A fascinating study in the Journal of General Internal Medicine found that both tolerance and intolerance of uncertainty have advantages and disadvantages in medical practice. The key is cultivating virtues like courage, diligence, and curiosity to navigate uncertainty effectively.
This isn't about becoming passive or indifferent. It's about developing the mental strength to stay present with discomfort long enough to access your own wisdom, creativity, and intuition.

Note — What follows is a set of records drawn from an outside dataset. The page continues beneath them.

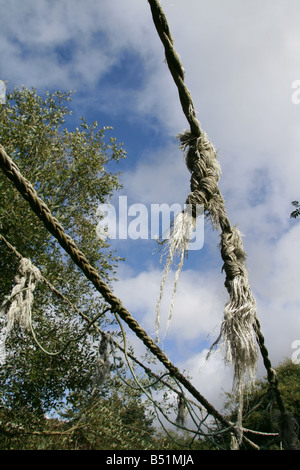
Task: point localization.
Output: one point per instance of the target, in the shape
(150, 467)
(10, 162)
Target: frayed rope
(237, 335)
(18, 304)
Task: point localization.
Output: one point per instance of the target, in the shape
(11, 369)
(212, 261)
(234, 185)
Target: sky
(242, 64)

When I lived in Vietnam, nothing ever went according to plan. Meetings would be rescheduled last minute, transportation would break down, and communication barriers created constant confusion. At first, this drove me crazy. But eventually, I learned to embrace it. I discovered that when you stop fighting uncertainty and start flowing with it, life becomes less stressful, not more.
Final words
The rarest mental strength today isn't about being tough or pushing through. It's about having the courage to sit with not knowing, to resist the urge for immediate answers, and to trust that you can handle uncertainty without constant external validation.
This doesn't mean never seeking advice or information. It means developing the discernment to know when you're seeking input because it's genuinely helpful versus when you're just avoiding the discomfort of uncertainty.
Start today. Pick one area of uncertainty in your life and commit to sitting with it for just twenty-four hours before seeking any external input. No googling, no polling friends, no scrolling for distraction. Just you and the uncertainty.
You might be surprised to find that within that space of not knowing, your own wisdom has room to emerge. And that's a mental strength more valuable than any answer Google could ever provide.